In Kansas, some politicians think its wrong for the government to choose your doctor while simultaneously supporting provisions of Kansas law that allow your employer to choose your doctor. What’s the difference?
Corporations–and corporate front-groups like the Kansas Chamber–give campaign cash.
For over two decades in Kansas, working Kansans have been denied proper treatment for workplace injuries, injuries that often arise from unsafe working conditions and employer negligence. The Kansas workers compensation act–the exclusive remedy for working Kansans injured on the job–is failing to live up to the promise of diagnosing and treating employee injuries arising from the workplace in Kansas. Instead of acting as a compromise between the business community and working Kansans, corporate interests in Topeka have weakened the Kansas workers’ compensation act to place the entire risk of unsafe working conditions on the backs of working Kansans–and leaving no recourse for working Kansans who are injured on the job.
Delbert Young fell of a bicycle in 2006 while working at the Boeing plant in Wichita, and his life changed forever.
Several months of false starts and inconclusive testing by physicians eventually led to neck surgery. It was not a fix. Doctors removed bone fragment in his spine and fused two vertebrae. He lost his job after 27 years and was declared permanently disabled.
He burned through his life savings while adjusting to life among the unemployed. ”My family’s finances have been devastated,” Young said…
Senate panel debates worker compensation, Topeka Capital-Journal, March 3, 2009
Delbert is permanently disabled, having two cervical vertebrae fused after his injury. His injury occurred on July 17, 2006, but Delbert didn’t receive a full diagnostic MRI until October 20, 2006–more than three months after the injury occurred.
In the meantime, Boeing doctors–because Delbert was prohibited under Kansas’ workers’ compensation system from choosing his own doctor–blamed his symptoms of dizziness and weak, “rubbery” legs on diabetes. After receiving a full work-up for diabetes and determining Delbert’s diabetes were not the culprit for his symptoms, Delbert’s doctor ordered an MRI. However, when Delbert arrived to receive his MRI, he was denied because Boeing had not authorized the MRI.
He was denied a full MRI and Boeing would only authorize the MRI for Delbert’s shoulder–not his neck. For another two months, Delbert dealt with a significant injury to his spinal cord. On October 16, 2006, Delbert retained counsel to enforce his rights under the Kansas workers’ compensation act. The same day, Boeing authorized a full diagnostic MRI of Delbert’s neck and spinal cord, finding the severe injuries to his cervical vertebrae.
According to Delbert’s surgeon, if Delbert’s neck had been diagnosed and treated earlier, around 75% of Delbert’s injuries would have been corrected. But now, Delbert finds himself unable to work to support his family, including a sick daughter, and, as Delbert tells it in his own words…
“Because workers compensation is my exclusive remedy under Kansas law, I cannot hold my employer or their medical personnel accountable for their refusal to provide me with treatment for injuries that have left me permanently unable to work.”

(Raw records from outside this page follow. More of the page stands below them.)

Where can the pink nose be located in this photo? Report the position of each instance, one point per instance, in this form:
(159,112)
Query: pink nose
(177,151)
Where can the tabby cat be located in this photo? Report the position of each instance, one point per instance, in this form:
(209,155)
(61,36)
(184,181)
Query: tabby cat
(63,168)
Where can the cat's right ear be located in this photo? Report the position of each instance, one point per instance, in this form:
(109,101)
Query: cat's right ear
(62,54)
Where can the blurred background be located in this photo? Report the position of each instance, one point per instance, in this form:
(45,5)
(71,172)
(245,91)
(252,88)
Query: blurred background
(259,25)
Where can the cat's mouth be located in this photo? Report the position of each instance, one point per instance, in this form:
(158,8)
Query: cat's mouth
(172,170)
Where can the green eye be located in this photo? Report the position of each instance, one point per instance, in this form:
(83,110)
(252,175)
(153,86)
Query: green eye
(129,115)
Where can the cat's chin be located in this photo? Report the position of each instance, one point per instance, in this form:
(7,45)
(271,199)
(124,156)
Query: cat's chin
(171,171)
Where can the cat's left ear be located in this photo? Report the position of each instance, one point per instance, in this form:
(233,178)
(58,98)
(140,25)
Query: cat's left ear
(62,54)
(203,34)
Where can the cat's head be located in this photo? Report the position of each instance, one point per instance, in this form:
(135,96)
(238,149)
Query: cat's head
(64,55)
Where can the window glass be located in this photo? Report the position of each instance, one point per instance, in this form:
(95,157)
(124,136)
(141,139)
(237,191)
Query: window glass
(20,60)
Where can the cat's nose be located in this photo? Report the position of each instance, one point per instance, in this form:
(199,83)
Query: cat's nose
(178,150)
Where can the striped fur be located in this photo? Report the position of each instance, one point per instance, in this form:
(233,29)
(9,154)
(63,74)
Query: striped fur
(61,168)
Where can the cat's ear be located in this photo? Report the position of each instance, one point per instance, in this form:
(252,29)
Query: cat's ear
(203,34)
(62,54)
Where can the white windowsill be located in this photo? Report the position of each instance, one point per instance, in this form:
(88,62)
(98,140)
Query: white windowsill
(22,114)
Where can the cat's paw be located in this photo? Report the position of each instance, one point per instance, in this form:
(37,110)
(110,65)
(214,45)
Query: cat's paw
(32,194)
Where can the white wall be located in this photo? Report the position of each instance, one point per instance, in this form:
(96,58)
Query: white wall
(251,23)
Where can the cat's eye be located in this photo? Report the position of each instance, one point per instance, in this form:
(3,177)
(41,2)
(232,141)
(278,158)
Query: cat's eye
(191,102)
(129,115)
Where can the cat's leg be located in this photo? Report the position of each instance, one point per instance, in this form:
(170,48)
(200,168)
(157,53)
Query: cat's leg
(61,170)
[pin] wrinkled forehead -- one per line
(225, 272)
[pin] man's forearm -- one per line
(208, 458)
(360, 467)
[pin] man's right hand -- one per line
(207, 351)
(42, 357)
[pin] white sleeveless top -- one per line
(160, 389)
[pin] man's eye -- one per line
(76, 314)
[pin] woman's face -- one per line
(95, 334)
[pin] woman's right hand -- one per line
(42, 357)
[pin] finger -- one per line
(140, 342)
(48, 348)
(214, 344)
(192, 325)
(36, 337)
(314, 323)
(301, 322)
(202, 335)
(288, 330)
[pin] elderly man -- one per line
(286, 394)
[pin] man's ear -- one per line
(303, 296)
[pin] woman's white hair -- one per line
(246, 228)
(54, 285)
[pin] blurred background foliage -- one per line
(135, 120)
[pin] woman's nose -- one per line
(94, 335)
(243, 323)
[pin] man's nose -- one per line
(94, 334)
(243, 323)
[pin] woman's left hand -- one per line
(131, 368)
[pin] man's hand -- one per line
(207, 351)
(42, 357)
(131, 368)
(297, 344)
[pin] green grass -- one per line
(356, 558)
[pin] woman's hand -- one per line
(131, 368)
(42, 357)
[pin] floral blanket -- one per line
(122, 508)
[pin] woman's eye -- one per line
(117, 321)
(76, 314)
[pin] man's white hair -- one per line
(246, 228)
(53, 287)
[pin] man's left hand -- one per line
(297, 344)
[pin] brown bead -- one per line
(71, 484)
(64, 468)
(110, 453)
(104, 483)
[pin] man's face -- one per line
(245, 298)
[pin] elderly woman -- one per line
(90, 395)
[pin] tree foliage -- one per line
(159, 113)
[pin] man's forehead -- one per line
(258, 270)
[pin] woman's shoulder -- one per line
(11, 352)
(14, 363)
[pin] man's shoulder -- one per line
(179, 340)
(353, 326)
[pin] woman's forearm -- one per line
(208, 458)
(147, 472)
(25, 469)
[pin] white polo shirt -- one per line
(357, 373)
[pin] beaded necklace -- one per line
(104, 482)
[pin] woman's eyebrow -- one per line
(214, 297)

Because Kansas law prohibits injured working Kansans from seeing their own doctor and gives the employer the authority to choose the doctor, working Kansans are denied appropriate medical treatment after a workplace injury. The focus of the employers’ medical staff is, first, to reduce medical costs for the employer and, second, treatment of the injured employee. Injuries not appropriately diagnosed and treated immediately can morph into a more permanent and long-term disability, such as the circumstances that Delbert Young now faces.

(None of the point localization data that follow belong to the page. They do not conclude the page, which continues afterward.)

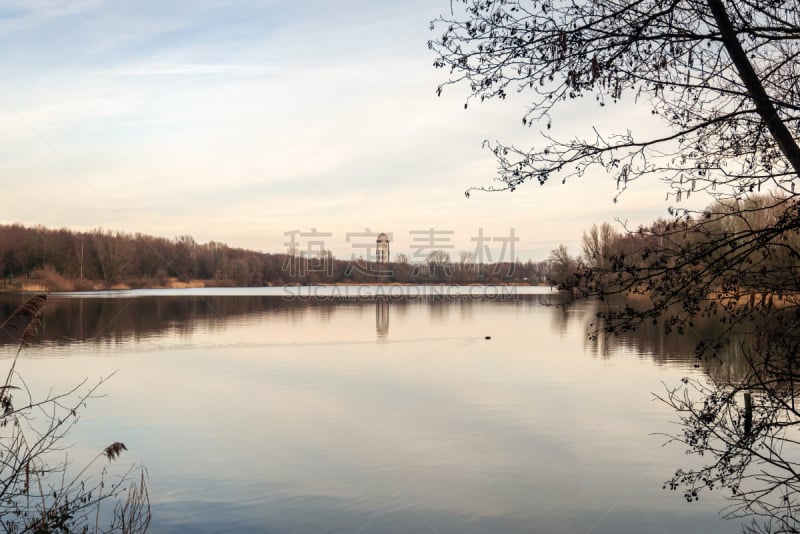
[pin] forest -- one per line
(40, 258)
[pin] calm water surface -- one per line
(264, 411)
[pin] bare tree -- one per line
(721, 75)
(720, 79)
(39, 490)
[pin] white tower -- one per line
(382, 248)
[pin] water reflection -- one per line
(265, 414)
(382, 317)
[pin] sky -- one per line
(249, 122)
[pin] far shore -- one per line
(34, 286)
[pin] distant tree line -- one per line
(67, 260)
(754, 229)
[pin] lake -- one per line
(360, 410)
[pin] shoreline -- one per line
(96, 287)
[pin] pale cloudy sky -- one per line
(238, 121)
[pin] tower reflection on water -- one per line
(382, 318)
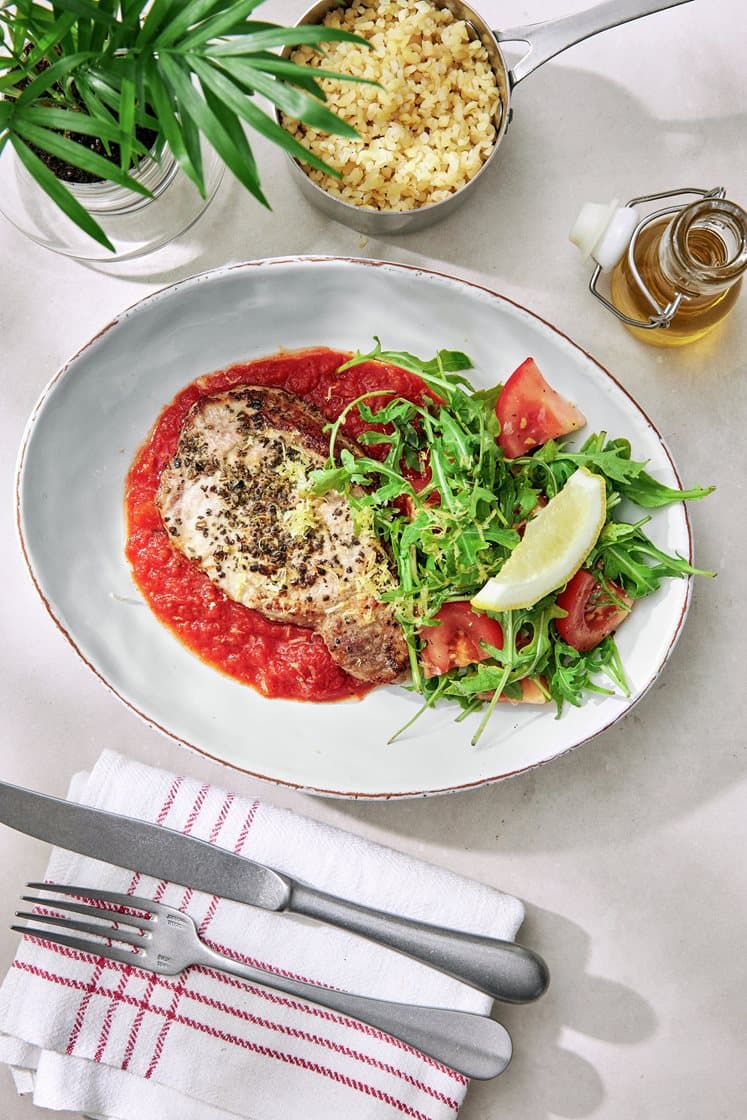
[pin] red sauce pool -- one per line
(276, 659)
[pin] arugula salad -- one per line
(450, 486)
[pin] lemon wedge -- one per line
(556, 543)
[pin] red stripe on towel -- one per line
(269, 1052)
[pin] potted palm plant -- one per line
(106, 104)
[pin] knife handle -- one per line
(470, 1044)
(501, 969)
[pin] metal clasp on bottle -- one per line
(661, 316)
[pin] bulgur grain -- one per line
(430, 127)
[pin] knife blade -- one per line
(502, 969)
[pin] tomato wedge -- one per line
(595, 609)
(456, 641)
(531, 412)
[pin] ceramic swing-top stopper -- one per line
(604, 231)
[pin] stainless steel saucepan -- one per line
(544, 42)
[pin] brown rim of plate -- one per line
(344, 794)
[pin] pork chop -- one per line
(235, 500)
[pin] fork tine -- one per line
(99, 931)
(132, 902)
(62, 904)
(123, 955)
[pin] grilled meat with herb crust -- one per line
(234, 498)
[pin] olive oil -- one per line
(700, 254)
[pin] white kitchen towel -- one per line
(94, 1036)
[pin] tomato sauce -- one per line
(278, 660)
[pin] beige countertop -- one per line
(628, 851)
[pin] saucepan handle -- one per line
(548, 39)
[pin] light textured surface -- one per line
(627, 851)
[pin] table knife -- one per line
(501, 969)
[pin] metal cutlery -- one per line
(160, 939)
(501, 969)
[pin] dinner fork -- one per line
(160, 939)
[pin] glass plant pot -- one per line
(134, 224)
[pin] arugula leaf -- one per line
(463, 520)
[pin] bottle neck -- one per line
(703, 250)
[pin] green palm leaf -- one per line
(264, 39)
(289, 100)
(59, 194)
(160, 96)
(75, 154)
(212, 128)
(245, 108)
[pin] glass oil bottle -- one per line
(673, 274)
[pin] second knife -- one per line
(501, 969)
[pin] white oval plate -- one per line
(97, 410)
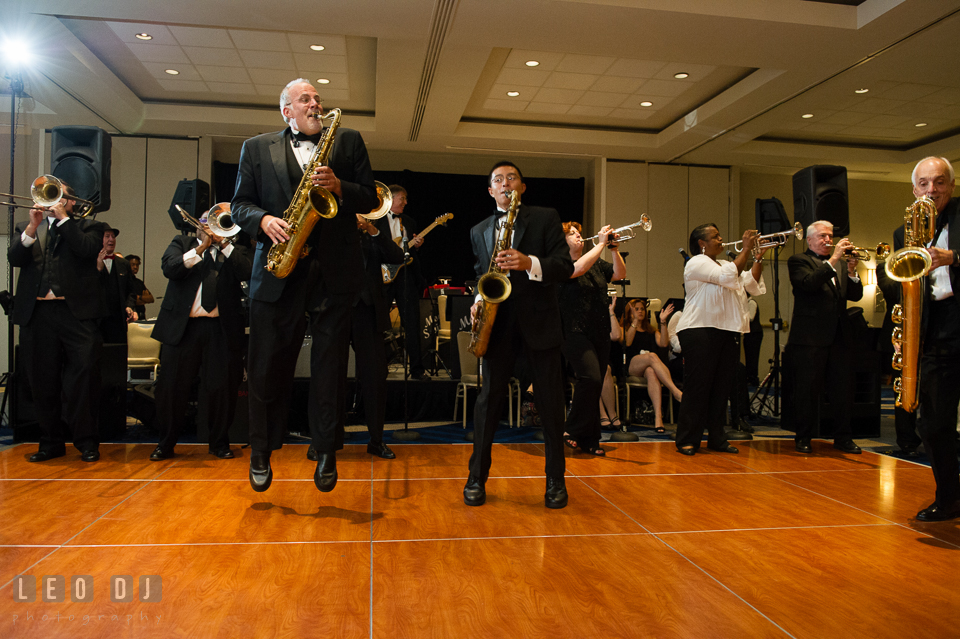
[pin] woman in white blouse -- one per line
(714, 317)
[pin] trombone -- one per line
(46, 192)
(770, 240)
(625, 233)
(219, 221)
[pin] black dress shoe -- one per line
(556, 495)
(935, 513)
(847, 446)
(325, 476)
(381, 450)
(733, 450)
(260, 472)
(159, 454)
(474, 494)
(45, 455)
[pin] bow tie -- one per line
(300, 136)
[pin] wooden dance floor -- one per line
(767, 543)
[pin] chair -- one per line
(143, 352)
(470, 378)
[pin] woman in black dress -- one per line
(586, 329)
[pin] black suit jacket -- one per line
(182, 291)
(376, 251)
(534, 306)
(77, 245)
(264, 187)
(819, 306)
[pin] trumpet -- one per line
(46, 192)
(219, 221)
(625, 233)
(862, 254)
(770, 240)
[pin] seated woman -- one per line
(641, 340)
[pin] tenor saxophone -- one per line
(909, 266)
(493, 286)
(309, 204)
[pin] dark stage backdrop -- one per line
(446, 251)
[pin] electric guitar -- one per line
(390, 271)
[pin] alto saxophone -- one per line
(309, 204)
(493, 286)
(909, 266)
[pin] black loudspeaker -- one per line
(81, 158)
(820, 193)
(193, 196)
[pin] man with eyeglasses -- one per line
(527, 322)
(321, 290)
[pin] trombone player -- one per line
(58, 306)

During the 2010 Kansas legislative session, while the Kansas Legislature held extensive hearings on potential federal health care reforms, a bill that would have granted working Kansans the opportunity to choose their own doctor after workplace injuries failed to even obtain a hearing.

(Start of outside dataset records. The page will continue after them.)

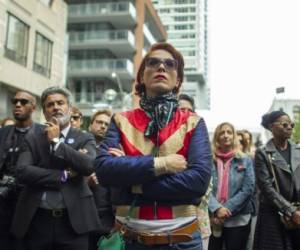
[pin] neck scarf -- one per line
(160, 109)
(223, 168)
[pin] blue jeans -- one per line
(194, 244)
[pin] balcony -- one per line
(86, 99)
(121, 42)
(120, 15)
(101, 68)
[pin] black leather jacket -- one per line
(288, 178)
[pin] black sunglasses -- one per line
(75, 117)
(23, 101)
(154, 62)
(286, 124)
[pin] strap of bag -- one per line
(273, 172)
(130, 211)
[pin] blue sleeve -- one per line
(237, 202)
(191, 183)
(124, 170)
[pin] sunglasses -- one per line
(286, 124)
(154, 62)
(23, 102)
(75, 117)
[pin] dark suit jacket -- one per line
(6, 134)
(40, 170)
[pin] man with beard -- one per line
(11, 138)
(99, 124)
(56, 210)
(98, 127)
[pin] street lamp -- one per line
(115, 75)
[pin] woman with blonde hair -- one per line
(231, 202)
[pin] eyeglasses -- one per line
(23, 101)
(187, 109)
(75, 117)
(169, 64)
(286, 124)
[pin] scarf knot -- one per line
(160, 109)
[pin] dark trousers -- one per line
(234, 238)
(7, 240)
(53, 233)
(295, 238)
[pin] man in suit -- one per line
(56, 210)
(11, 137)
(98, 127)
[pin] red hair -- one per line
(140, 87)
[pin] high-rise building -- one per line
(32, 47)
(107, 40)
(186, 25)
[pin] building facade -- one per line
(186, 25)
(107, 40)
(32, 47)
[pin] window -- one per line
(47, 2)
(42, 55)
(17, 35)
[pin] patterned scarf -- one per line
(223, 168)
(160, 109)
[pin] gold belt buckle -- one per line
(57, 213)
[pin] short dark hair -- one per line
(6, 120)
(100, 112)
(56, 90)
(187, 98)
(268, 119)
(140, 87)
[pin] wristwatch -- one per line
(55, 140)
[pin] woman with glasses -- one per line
(159, 181)
(231, 202)
(277, 167)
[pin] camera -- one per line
(7, 186)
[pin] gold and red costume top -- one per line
(185, 134)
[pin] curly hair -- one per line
(140, 87)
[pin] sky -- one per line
(254, 47)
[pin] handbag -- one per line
(115, 240)
(286, 221)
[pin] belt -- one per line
(55, 213)
(181, 234)
(157, 211)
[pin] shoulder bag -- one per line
(286, 221)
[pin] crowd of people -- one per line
(150, 173)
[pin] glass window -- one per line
(42, 55)
(47, 2)
(16, 46)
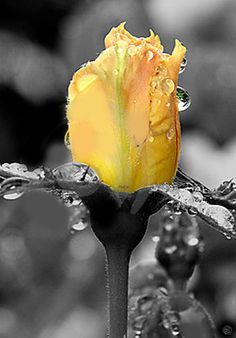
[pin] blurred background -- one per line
(52, 284)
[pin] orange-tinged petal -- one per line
(123, 113)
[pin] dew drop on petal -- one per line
(149, 55)
(183, 65)
(170, 134)
(168, 86)
(151, 138)
(184, 100)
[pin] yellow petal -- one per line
(122, 112)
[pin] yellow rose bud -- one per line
(123, 112)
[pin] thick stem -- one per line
(118, 270)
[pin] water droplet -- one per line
(198, 197)
(151, 138)
(154, 84)
(13, 187)
(183, 65)
(149, 55)
(166, 323)
(168, 86)
(183, 97)
(67, 140)
(139, 322)
(40, 172)
(191, 240)
(168, 226)
(5, 166)
(145, 302)
(76, 172)
(176, 208)
(155, 238)
(13, 195)
(170, 249)
(174, 328)
(69, 199)
(192, 211)
(79, 219)
(170, 134)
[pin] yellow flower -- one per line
(123, 113)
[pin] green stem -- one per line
(118, 270)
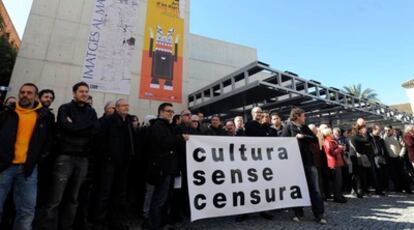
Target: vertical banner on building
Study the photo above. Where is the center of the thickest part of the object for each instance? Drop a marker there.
(111, 44)
(237, 175)
(162, 58)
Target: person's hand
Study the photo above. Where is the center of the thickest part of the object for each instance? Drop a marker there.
(300, 136)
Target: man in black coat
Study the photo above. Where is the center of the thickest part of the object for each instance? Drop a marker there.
(296, 128)
(162, 163)
(25, 134)
(76, 125)
(216, 129)
(254, 128)
(116, 138)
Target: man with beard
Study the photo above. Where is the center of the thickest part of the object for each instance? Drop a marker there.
(117, 148)
(76, 125)
(25, 132)
(254, 128)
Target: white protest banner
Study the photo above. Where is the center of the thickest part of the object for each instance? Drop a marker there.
(111, 44)
(236, 175)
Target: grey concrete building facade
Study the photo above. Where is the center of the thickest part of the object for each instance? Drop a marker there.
(53, 51)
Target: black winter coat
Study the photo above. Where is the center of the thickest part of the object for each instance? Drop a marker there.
(162, 151)
(255, 129)
(76, 126)
(116, 138)
(40, 143)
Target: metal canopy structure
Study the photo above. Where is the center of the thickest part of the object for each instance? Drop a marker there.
(257, 84)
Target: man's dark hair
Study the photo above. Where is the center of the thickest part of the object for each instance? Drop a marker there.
(45, 91)
(31, 85)
(215, 115)
(274, 114)
(295, 113)
(79, 84)
(162, 107)
(375, 126)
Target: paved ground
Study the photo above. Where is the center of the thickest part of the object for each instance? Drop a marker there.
(395, 211)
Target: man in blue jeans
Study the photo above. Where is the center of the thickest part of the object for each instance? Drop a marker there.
(296, 128)
(75, 127)
(25, 133)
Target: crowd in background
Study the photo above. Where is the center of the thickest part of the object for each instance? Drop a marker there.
(73, 170)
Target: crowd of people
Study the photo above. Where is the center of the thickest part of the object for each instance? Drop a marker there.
(74, 170)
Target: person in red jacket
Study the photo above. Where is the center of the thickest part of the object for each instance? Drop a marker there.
(409, 142)
(334, 154)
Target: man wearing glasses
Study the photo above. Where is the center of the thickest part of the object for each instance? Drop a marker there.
(162, 162)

Senate Bill 547 would have granted working Kansans injured on the job the right to determine their own doctor, among other reforms. The bill provided:
An injured employee may designate a licensed health care provider to provide medical and surgical treatment reasonably necessary to cure and relieve the employee from the effects of the injury.
Introduced in early in the 2010 session, Senate Bill 547 was never provided a hearing and died upon the close of the session in May. If leaders of the Kansas Legislature were truly interested in the fundamental freedom of all Kansans to choose their own doctors, Senate Bill 547 would have been given a hearing.